「石になっても人を殺し続ける」。そんな執念の塊が、栃木県那須町に実在します。殺生石は、平安朝を滅ぼそうとした大妖怪・白面金毛九尾の狐が、討伐された後に姿を変えた毒石です。近づく生き物を片っ端から絶命させるその瘴気は、科学的には火山性ガスとされますが、伝説の重みは今も消えていません。
玉藻前の最期
三国を股にかけた悪女
インド、中国、そして日本へと渡り歩き、美女に化けて国政を傾けた九尾の狐。
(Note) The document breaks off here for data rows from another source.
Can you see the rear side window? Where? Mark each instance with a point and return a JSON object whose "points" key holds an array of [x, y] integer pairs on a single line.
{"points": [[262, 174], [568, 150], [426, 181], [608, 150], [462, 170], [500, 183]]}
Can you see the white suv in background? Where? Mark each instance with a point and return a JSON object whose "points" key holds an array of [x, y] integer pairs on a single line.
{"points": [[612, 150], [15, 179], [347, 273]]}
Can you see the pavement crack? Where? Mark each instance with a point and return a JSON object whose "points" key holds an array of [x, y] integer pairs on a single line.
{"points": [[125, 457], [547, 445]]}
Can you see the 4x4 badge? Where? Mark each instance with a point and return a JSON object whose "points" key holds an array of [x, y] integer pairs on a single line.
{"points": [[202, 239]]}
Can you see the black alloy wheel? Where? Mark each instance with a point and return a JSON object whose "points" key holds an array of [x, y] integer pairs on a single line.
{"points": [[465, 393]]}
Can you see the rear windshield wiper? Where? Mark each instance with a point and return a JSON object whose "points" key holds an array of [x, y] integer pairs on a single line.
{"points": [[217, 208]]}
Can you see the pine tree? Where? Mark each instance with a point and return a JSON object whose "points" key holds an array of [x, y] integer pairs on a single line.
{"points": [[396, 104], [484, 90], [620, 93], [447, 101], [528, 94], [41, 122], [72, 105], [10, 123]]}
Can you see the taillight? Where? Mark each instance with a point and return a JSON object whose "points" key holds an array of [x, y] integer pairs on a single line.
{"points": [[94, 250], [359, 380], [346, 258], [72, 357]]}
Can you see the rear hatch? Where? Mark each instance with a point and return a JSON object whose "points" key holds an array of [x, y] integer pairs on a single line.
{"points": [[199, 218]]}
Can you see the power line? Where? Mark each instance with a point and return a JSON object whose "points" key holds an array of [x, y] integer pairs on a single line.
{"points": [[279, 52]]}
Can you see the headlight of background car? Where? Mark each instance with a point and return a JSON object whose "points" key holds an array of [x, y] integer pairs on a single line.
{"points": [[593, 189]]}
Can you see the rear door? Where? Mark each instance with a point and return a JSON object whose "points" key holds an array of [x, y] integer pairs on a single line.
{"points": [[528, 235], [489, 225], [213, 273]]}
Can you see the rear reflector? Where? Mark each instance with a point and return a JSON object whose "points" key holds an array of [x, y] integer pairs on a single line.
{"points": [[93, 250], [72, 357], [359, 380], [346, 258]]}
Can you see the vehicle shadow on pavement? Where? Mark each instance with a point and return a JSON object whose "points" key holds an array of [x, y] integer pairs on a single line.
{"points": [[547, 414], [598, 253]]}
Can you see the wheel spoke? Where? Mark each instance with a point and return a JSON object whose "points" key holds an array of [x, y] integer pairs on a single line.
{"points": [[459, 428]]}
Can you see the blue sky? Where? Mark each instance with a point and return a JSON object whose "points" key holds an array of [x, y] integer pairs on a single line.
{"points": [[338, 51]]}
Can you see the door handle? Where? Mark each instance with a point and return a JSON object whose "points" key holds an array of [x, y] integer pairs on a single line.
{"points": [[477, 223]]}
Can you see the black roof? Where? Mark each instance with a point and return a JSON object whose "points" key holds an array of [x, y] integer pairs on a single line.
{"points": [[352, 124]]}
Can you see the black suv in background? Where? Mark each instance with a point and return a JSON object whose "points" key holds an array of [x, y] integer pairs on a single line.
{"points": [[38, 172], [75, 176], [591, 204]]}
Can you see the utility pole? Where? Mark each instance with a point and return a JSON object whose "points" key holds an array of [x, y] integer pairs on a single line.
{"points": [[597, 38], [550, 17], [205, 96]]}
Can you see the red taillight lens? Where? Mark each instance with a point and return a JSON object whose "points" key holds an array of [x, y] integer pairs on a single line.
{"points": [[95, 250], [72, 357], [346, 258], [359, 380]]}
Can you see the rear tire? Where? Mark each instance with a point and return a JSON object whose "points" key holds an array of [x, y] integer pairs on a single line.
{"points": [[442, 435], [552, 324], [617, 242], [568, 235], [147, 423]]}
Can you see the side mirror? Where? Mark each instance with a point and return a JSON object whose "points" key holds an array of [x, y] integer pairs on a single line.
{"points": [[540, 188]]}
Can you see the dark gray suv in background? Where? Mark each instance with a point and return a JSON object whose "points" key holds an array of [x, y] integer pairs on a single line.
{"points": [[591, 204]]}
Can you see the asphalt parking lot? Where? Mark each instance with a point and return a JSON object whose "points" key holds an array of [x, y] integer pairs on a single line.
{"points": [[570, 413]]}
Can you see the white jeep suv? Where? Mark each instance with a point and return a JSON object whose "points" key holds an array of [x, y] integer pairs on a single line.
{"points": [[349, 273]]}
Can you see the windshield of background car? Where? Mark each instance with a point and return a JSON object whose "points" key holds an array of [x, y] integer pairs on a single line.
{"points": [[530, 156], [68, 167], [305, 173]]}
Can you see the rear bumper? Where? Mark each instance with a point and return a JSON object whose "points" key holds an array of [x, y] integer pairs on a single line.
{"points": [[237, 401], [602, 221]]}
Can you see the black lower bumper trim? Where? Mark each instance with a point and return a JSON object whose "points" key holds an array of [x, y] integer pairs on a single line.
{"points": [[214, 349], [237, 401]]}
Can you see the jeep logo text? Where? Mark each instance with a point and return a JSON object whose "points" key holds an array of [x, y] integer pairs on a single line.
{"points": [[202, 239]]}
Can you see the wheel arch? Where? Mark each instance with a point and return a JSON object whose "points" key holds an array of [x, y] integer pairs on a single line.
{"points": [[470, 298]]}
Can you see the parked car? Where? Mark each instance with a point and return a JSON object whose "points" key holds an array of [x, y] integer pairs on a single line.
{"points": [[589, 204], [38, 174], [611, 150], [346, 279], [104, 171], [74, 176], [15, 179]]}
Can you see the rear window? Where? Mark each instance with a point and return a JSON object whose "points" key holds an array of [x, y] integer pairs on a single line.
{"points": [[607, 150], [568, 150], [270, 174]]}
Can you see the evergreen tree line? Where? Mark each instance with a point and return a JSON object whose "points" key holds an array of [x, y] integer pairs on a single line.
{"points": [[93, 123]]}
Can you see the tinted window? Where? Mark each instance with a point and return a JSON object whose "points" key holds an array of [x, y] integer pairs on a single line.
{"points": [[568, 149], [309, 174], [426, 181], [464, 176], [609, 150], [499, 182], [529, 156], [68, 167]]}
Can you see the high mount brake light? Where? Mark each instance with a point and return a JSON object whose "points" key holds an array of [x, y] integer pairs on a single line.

日本では鳥羽上皇に仕える女官「玉藻前」として暗躍しましたが、陰陽師・安倍泰成に見破られ、那須野で討伐軍によって射殺されました。
石となっても続く怨念
死後、巨大な石に変じた彼女は猛毒を吐き続け、村人や家畜を苦しめました。鎌倉時代や室町時代になっても被害は止まらず、多くの高僧が鎮魂を試みましたが、失敗に終わりました。
玄翁和尚の一撃
叩き割られた石
南北朝時代、名僧・玄翁和尚がこの地を訪れ、杖で石を一喝して叩き割りました。すると石は砕け散り、中から玉藻前の霊が現れて成仏した(あるいは各地に飛び散った)と伝えられています。金槌を「玄翁(げんのう)」と呼ぶのは、この伝説が由来です。
2022年の異変
2022年3月、観光地となっていた殺生石が真っ二つに割れているのが発見され、SNSで「封印が解かれたのでは?」と大きな話題になりました。自然破損とされましたが、現代においても妖怪伝説が生々しく息づいていることを証明した事件でした。
まとめ
殺生石は、妖怪の執念の深さと、それを鎮めようとする人々の祈りの歴史が刻まれたモニュメントです。たとえ割れても、その物語は語り継がれていくでしょう。